On dit souvent que la parole est d’argent et que le silence est d’or, une vérité pas toujours vraie surtout quand, à côté se jouent des sommes colossales. Le festival de Cannes 2012 vit ses dernières heures, le strass et les paillettes vont bientôt plier bagages et la vie habituelle va reprendre son doux cheminement. Les grosses affiches se présentent progressivement et les "stars" mondiales foulent le tapis rouge.

La joie et la bonne humeur vont de paire avec le business et le marché du cinéma, les distributeurs sont là pour dénicher la perle rare, la pellicule qui pourrait leur faire gagner des millions d’euros. Une intruse a semé les vents de la polémique, une information comme quoi certains journalistes devaient débourser des milliers d’euros pour pouvoir faire leur métier d’intervieweur. Une société canadienne de distribution, assurant la venue des acteurs à Cannes, a senti le bon filon pour augmenter ses revenus durant le festival.

Alliance, pour la nommer, a établi une grille de tarifs fluctuant selon les médias et le type d’entrevue. Pour 1500 euros, les journalistes peuvent avoir 4 interviews télévisuelles en tête à tête, pour 750 euros, une interview écrite en groupe, on partage les frais, c’est mieux et pour 1000 euros, une interview écrite en tête à tête. Une première pour ce festival, on espère également une dernière.
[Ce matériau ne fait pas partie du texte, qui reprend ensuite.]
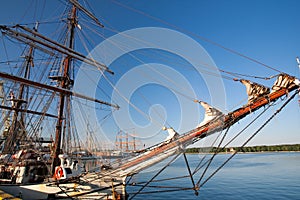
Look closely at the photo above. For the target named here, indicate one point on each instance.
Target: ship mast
(14, 135)
(65, 84)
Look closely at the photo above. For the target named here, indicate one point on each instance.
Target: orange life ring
(59, 172)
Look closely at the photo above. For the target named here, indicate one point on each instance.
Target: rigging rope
(195, 35)
(161, 170)
(250, 138)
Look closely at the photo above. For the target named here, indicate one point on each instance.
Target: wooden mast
(14, 136)
(65, 84)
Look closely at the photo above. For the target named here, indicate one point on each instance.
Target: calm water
(246, 176)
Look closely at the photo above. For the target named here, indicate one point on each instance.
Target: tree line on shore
(263, 148)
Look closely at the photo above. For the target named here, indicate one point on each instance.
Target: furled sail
(210, 113)
(284, 81)
(254, 90)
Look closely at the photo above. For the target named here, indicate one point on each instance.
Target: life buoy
(59, 173)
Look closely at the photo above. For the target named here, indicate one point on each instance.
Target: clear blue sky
(265, 30)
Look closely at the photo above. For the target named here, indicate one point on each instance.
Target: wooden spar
(52, 45)
(162, 151)
(28, 111)
(52, 88)
(88, 13)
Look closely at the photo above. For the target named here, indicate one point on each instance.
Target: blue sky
(266, 30)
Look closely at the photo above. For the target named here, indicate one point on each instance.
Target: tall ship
(40, 138)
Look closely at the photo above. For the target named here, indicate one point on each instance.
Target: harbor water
(247, 176)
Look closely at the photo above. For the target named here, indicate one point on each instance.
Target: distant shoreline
(260, 152)
(248, 149)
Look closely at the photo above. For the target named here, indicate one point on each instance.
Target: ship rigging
(31, 161)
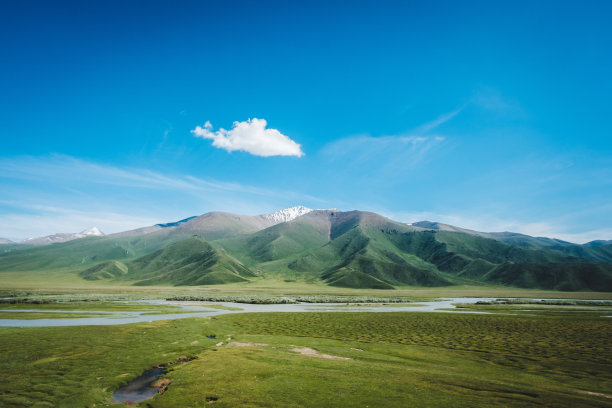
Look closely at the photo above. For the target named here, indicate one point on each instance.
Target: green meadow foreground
(522, 355)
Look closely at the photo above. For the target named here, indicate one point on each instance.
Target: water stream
(200, 309)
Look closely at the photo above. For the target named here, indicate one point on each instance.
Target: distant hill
(63, 237)
(354, 249)
(188, 262)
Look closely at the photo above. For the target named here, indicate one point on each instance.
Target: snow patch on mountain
(287, 214)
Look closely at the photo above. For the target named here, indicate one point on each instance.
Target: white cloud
(439, 121)
(252, 137)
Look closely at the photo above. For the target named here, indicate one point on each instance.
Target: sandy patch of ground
(307, 351)
(237, 344)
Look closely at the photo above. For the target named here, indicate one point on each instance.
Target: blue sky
(487, 115)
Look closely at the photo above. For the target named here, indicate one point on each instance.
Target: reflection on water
(140, 389)
(200, 309)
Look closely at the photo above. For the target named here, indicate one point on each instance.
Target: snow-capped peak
(287, 214)
(93, 231)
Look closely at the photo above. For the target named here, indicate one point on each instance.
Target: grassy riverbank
(388, 359)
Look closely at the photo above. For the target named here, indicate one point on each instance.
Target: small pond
(200, 309)
(139, 389)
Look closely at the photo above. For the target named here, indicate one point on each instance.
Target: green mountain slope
(105, 270)
(188, 262)
(360, 255)
(350, 249)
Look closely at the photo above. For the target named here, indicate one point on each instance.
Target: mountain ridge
(356, 249)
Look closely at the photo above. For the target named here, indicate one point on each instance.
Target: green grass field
(562, 359)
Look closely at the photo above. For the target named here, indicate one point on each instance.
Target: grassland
(394, 359)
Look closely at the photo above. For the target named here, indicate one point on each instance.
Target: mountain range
(353, 249)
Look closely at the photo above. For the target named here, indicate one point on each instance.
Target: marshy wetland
(510, 353)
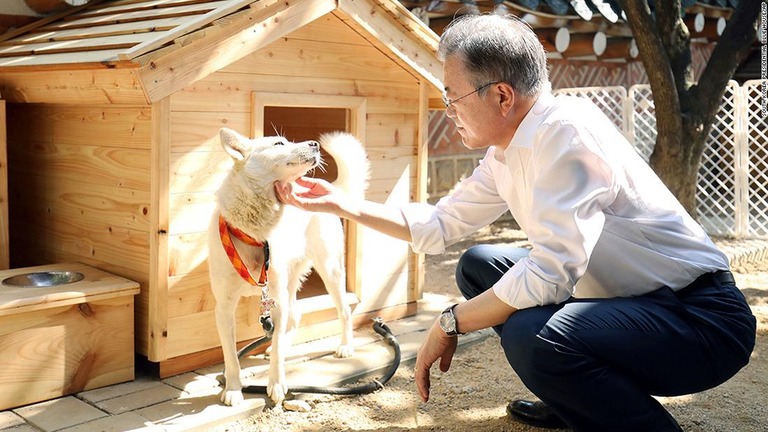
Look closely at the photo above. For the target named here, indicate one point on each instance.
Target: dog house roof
(142, 51)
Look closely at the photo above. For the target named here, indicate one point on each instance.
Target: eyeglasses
(449, 102)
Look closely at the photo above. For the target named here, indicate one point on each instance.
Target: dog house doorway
(306, 117)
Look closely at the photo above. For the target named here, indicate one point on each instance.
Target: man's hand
(311, 194)
(438, 345)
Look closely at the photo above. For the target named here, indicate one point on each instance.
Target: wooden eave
(141, 52)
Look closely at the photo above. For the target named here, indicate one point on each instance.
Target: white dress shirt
(600, 221)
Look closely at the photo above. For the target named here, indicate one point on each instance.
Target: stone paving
(190, 401)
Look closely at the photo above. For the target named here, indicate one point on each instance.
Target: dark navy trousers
(597, 362)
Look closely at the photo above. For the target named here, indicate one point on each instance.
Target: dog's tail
(351, 161)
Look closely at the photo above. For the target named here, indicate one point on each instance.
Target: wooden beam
(4, 246)
(157, 339)
(181, 30)
(52, 6)
(166, 74)
(189, 13)
(375, 21)
(44, 21)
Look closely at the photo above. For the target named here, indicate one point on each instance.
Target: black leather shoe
(535, 413)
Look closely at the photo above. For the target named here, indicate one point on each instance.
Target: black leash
(378, 326)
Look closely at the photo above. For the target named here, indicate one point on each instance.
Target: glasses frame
(448, 102)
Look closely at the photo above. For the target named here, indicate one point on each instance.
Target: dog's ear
(236, 145)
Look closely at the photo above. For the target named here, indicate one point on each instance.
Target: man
(622, 295)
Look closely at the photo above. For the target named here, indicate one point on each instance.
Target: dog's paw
(344, 351)
(232, 397)
(277, 392)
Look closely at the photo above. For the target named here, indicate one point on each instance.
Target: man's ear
(506, 98)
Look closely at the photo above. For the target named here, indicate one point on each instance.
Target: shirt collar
(527, 129)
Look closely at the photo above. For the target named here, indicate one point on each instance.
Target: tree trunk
(678, 165)
(685, 110)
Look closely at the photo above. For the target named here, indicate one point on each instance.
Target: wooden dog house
(113, 113)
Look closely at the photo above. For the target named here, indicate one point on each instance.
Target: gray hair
(497, 48)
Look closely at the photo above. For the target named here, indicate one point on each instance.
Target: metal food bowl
(43, 279)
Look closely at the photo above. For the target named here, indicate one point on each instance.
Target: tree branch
(656, 63)
(732, 48)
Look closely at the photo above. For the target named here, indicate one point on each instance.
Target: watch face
(447, 322)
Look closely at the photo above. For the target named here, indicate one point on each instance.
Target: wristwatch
(448, 322)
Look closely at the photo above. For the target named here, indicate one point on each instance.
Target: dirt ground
(472, 396)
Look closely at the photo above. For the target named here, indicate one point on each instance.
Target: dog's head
(270, 159)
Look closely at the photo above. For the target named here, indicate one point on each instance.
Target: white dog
(298, 240)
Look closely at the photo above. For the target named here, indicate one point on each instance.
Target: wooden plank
(329, 28)
(116, 167)
(188, 255)
(227, 8)
(230, 91)
(80, 240)
(158, 236)
(4, 239)
(156, 26)
(96, 86)
(43, 21)
(197, 172)
(126, 126)
(221, 47)
(303, 58)
(199, 131)
(195, 213)
(98, 56)
(116, 6)
(99, 204)
(189, 12)
(65, 350)
(83, 45)
(384, 32)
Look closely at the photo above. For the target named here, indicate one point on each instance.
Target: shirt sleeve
(473, 204)
(572, 185)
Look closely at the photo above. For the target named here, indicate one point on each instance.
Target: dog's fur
(298, 240)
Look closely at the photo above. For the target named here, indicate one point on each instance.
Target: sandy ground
(472, 396)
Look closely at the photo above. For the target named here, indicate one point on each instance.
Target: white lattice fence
(641, 119)
(733, 175)
(755, 151)
(717, 204)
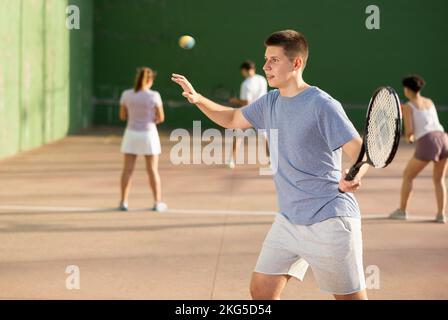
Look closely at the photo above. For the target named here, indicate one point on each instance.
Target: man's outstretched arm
(224, 116)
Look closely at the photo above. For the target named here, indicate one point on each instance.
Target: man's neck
(294, 88)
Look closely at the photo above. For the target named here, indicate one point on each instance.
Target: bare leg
(267, 287)
(152, 168)
(439, 174)
(413, 168)
(236, 148)
(360, 295)
(129, 164)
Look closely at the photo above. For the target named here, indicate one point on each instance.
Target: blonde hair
(144, 74)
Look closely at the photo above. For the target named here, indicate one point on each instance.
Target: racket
(382, 131)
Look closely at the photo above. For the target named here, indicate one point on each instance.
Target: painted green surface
(45, 73)
(346, 59)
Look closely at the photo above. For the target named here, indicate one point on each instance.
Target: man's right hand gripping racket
(382, 132)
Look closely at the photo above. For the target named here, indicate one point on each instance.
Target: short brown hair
(293, 43)
(247, 65)
(143, 75)
(414, 82)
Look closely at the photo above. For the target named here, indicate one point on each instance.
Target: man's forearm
(219, 114)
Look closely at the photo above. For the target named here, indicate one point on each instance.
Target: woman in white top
(142, 109)
(422, 126)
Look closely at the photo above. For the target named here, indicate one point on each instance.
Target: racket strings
(382, 126)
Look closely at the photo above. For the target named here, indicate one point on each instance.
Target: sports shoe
(441, 218)
(398, 215)
(160, 207)
(231, 164)
(123, 207)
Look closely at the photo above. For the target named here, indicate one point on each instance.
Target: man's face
(278, 68)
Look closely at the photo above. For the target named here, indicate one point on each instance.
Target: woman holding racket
(422, 126)
(143, 110)
(317, 225)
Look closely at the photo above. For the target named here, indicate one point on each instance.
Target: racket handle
(353, 171)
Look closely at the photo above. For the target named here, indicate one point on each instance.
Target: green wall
(346, 59)
(45, 73)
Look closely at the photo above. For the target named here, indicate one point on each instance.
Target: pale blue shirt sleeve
(334, 125)
(255, 112)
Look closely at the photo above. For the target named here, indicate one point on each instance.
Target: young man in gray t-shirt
(316, 225)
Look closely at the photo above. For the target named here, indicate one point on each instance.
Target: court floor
(57, 209)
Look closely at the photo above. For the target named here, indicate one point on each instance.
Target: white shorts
(333, 249)
(141, 142)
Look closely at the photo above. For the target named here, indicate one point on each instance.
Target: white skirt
(141, 142)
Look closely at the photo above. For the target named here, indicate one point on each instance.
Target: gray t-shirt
(312, 128)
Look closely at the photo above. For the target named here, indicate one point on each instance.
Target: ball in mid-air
(186, 42)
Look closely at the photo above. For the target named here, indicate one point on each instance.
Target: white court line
(176, 211)
(181, 211)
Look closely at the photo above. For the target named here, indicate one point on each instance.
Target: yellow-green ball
(186, 42)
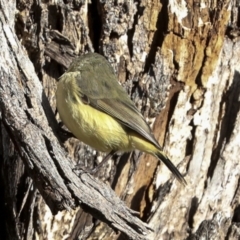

Ces prix abusifs sont justifiés, par le groupe Alliance, par le fait qu’organiser ce genre de déplacement engendre d’énormes frais.

Il faut payer l’avion, les stars ne voyagent pas en charter, les réservations d’hôtel, les soins quotidiens, les maquilleurs, les traiteurs, les sorties en discothèques, les déplacements locaux dans des voitures de luxe, le café, etc. Des balivernes, le café est gratuit pour le gotha du cinéma, par contre, pour le quidam, il coûte plus de 2€ ! De plus, les stars sont souvent invités aux soirées privées où ils reçoivent des packs remplis de cadeaux.

En guise de protestation, les journalistes canadiens, également ceux soumis à ces mêmes règles, ont boycotté les séances d’interview. Un geste courageux mais utile, car jouer à ce jeu, c’est favoriser la mercantilisation du journalisme, permettre aux journaux riches de survivre et aux moins fortunés de mourir.

 

L’acteur par qui ce scandale est arrivé est Brad Pitt. Il est arrivé sur la Croisette de façon messianique, les cheveux longs, la barbe de 3 jours, il ne manquait plus que l’aube blanche et son bâton de berger plutôt que le smoking grande classe et le Iphone à la main. Il est venu présenter le film d’ Andrew Dominik, en compétition,Killing them softly, dans lequel il incarne un tueur à gage sans scrupule. Des gages, il en était question quand les journalistes voulaient recueillir des bribes d’informations sur les sentiments de l’équipe du film et de la vedette concernant leur séjour cannois. 2500 euros, les 20 minutes, ça fait cher l’heure !

Je dois avouer, en tant qu’amateur de cinéma et portant un grande admiration à Brad Pitt, j’ai été déçu. Il incarnait jusque là, la célébrité engagée pour les causes humanitaires, adoptant des enfants pauvres avec sa femme Angelina Jolie, grande absente des festivités, un comédien de talent sachant mettre sa popularité à contribution, fortuné mais jamais trop bling-bling. Dans ma grande déception, quelque peu naïve, je l’avoue, j’ai été soulagé de voir qu’il avait suspendu toutes ses interviews afin d’éviter que les journalistes aient à débourser de l’argent pour cela. Grande classe malgré tout, tout comme son costume.